As for what he should do now that he has acquired it - see earlier post

Add comment January 21st, 2009

Murdoch the chess-player

The Lebedev affair gets more and more fascinating. (For example: another of his journalists was shot in Moscow today, though it looks like she got caught in the crossfire of a gangland hit — so this event probably says something about Moscow but nothing about Lebedev).

The Lebedev affair has had loads of coverage over the weekend. But I do not think anyone has looked at it hard enough from the Murdochian point of view.

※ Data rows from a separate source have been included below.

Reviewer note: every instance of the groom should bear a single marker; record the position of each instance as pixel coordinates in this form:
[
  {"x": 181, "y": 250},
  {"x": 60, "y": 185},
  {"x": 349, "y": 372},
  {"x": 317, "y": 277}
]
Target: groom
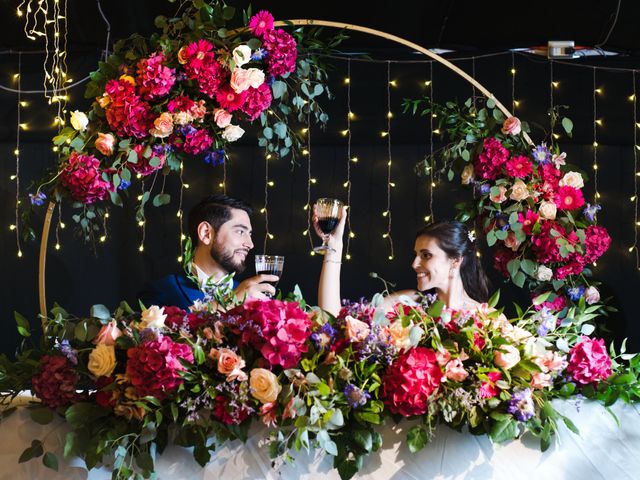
[{"x": 220, "y": 229}]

  1. Rupert Murdoch believes that only two profitable national newspaper companies will be left standing in the UK in ten years time - his own News International and Associated Newspapers. Other papers will still exist, such as The Guardian, but — as ever — they will not be profitable.
  2. He is determined that his company will be the biggest and is constantly waging war, either trench war or outright war, on Associated.
  3. Thus: The Times has steadily eaten into the profits of The Mail; The Sunday Times does battle with The Mail on Sunday;  The Sun and the News of the World are virtually unchallenged.
  4. The two thorns in his flesh are Metro which leeches advertising revenue from The Times and London Lite which blocks any potential profitability for The London Paper.
  5. The biggest single key to Metro’s success is its exclusive contract with the London Underground which is up for renewal this year. Murdoch needs either to win this off Metro or push the price up so high that Metro becomes unprofitable. His best option is to make The London Paper a 24 hour operation and attempt to put a free morning edition on the tube.
  6. However for The London Paper to be truly profitable there must be no London Lite.
  7. The key to London Lite’s ability to survive has been The Standard. With the Standard newsroom in full flow it was not hard to produce London Lite very cheaply.
  8. So he spotted the chink in Associated’s armour. With losses at £18m a year the Standard might be prised away. With his son in law Matthew Freud helping to direct the Lebedev campaign, one assumes Murdoch would have known about the plan to buy The Standard. But it would be absolutely vital for him to stay absolutely out of the picture otherwise it would never get sold.
  9. Once time has gone by and the contractual restraints that Lebedev will probably have to sign have expired, one might imagine the Lebedev/Freud Standard would move closer to the Murdoch camp, at any rate enough to stop assisting London Lite.
  10. London Lite then becomes another drain on the Associated resources. It has to be closed down. If Murdoch can force Metro into making losses - another victory.
  11. The Murdoch family then owns the Sun, News of the World, Times, Sunday Times and The London Paper (which by then is profitable and gives away one million copies a day - including a morning edition on the tube).
  12. The Rothermere family owns the Mail, Mail on Sunday and possibly a struggling Metro (or possibly not).

Or is this all too Grand Master-ish?